Some businesses surrender to the temptation to settle for the lazy, hit and miss approach. This approach delivers a false sense of adequacy, where a business believes that the random customer smiles, periodic compliments and daily traffic, mean that its current level of customer experience, equates to customer happiness. This is often a false positive corollary.

Numerous research studies have indicated that many businesses have no strategy or sustainable processes for building out a service excellence brand that boasts a consistently positive customer experience and sustained customer success.

 

As a side note, it’s easy to achieve random customer smiles throughout the day, depending on which employee the customer encounters. These smiles are linked to those employees who possess the attitude, skills and behaviours that earn them the “customer-centered employee” designation. If a customer interacts with these employees, the outcomes, invariably, will be positive. Just depends on who the customer meets.

I feel elated when I receive, from time to time, cogent blueprints that are congruent, systematic and propitious. Invariably, these blueprints come from businesses that have approached the business of customer experience and customer success from a standpoint of long-term sustainability. They eschew the spotty, hit and miss approach.

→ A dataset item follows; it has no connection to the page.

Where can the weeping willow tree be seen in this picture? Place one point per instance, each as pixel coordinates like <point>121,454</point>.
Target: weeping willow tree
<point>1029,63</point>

A missing link in the business of achieving service excellence, is the absence of literacy at the leadership level regarding what service excellence means, the basics of customer experience design and how to apply the mechanisms for measuring customer success.

 

A missing link in the business of achieving service excellence, is the absence of literacy at the leadership level regarding what service excellence means.

 

Basically, the challenge boils down to ignorance. Businesses just do not possess the intelligence or the scientific “know-how” to create the intricate infrastructure that comprises the framework for long term sustainability of service excellence. So, they normalize around meagre, minimum effort that will not lead the business to ruin.

Whenever I encounter a business that does not blink when I outline the sheer magnitude of the   journey to service excellence, I know that I have conjoined with a winner.

The journey to overcoming the age-old challenge of achieving long-tern service excellence, has to begin with discarding the affinity for short-term, spotty customer happiness. This unbundling will help reset the business modus operandi from comfort with paying lip service to service excellence as a default state, to repealing a frivolous approach to keeping customers happy.

Next up would be launching a service excellence literacy program, designed to infuse a new level of intelligence across the business, regarding some of the key domains associated with achieving customer happiness. The intention here, is to use subject matter expertise as the elemental lever for elevating the customer experience to a new level of magic.

 

Businesses just do not possess the intelligence or the scientific “know-how” to create the intricate infrastructure that comprises the framework for long term sustainability of service excellence.

 

I’ve worked with leaders who experience a powerful epiphany the moment when they discover that the only way that customer magic can be achieved, is when the entire business ecosystem is unified around knowledge, expertise, science and a passion for customer happiness.

A corollary to this process of literacy and expertise-driven movement to service excellence, is the acceptance that deep, transformational effort is required to deliver customer experience magic. The infrastructure on the inside of the business has to be properly wired for customer success, on the outside. There are no shortcuts to success.

There is a strong tendency in some businesses to dissociate “warm and friendly” from “world class.”

The modern-day customer expects both of these superlatives to be present in his or her experience. Achieving this sweet spot will require a multi-layered, multi-pronged and multi-faceted approach to the business of service excellence.

 

The infrastructure on the inside of the business has to be properly wired for customer success, on the outside. There are no shortcuts to success.

 

So, let’s say that a business decides to take the plunge and supplant its sluggish approach to delivering a memorable customer experience, with a knowledge, expertise and science-driven approach, protecting this transformational effort from slippage, should be a primary goal.

One of the most effective guard rails, is a system of customer experience oversight for policing and enforcing compliance with the new “customer first” way of life.

This protective measure should not be overlooked, since doing so would be an act of recklessness.